SDMs are not a feature commonly used in GEE and therefore the documentation does not have full support that other algorithms or processes may have. Though this has recently changed with the addition of the American Museum of Natural History version of the MaxEnt algorithm as of March 2021. With further use of this platform this is likely to change. The strong potential of GEE in the SDM space is the ability to process large amounts of data very quickly. Additionally, there is a large value in extracting covariate data to complete SDM analyses in other programs. Let's begin...

Import data & Pre-process

For this practical we will need two core datasets. Our geo-referenced species localities or presences and our geographic layers of environmental predictor variables. In addition to this we will need a chosen area of interest. Let's start by importing our locality data.

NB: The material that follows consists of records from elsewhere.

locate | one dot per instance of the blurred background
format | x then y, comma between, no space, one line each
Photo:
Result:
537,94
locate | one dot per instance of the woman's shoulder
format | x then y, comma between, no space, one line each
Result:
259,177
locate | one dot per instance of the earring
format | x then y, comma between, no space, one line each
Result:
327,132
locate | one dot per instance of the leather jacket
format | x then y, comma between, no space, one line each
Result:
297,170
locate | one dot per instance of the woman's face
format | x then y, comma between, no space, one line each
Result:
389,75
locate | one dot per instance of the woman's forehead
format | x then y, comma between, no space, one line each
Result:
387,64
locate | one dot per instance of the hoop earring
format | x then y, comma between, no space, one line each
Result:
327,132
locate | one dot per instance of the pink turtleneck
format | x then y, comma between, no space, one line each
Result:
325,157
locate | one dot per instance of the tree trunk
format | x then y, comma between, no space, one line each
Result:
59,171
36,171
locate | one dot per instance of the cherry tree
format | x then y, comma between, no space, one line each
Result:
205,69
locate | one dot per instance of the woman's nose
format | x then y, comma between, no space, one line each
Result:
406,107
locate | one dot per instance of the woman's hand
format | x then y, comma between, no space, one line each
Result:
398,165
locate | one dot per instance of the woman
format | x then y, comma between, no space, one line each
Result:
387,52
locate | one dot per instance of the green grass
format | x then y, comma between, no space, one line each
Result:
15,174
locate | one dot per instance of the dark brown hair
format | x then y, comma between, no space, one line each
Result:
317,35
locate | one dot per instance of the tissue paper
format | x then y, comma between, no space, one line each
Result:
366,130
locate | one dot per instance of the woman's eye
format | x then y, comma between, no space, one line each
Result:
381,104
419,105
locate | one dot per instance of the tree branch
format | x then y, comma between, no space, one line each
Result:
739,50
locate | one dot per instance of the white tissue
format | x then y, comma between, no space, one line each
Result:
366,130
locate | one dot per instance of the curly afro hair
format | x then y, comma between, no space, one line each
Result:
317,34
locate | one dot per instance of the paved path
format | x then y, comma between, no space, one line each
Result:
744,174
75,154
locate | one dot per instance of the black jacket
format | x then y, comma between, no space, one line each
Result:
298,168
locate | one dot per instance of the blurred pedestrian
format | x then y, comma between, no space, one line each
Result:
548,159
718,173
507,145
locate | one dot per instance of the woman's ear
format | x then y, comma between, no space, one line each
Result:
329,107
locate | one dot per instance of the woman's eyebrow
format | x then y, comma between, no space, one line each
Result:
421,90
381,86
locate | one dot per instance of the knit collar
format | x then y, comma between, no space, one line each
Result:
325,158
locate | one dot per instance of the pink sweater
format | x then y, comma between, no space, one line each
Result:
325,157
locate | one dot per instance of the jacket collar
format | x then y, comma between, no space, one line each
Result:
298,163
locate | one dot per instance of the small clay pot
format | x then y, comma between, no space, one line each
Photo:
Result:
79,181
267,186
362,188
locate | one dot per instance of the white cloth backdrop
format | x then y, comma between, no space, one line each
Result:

We will use data sourced from GBIF (Global Biodiversity Information Facility), which has a massive online collection of freely available biodiversity data. Our species of interest - Bradypus variegatus - is a species commonly used Species Distribution Modeling tutorials. This data has been extracted from the R dismo package. This dataset has already been uploaded as an asset and made publicly available. We load this data in as an asset and then add it to our map.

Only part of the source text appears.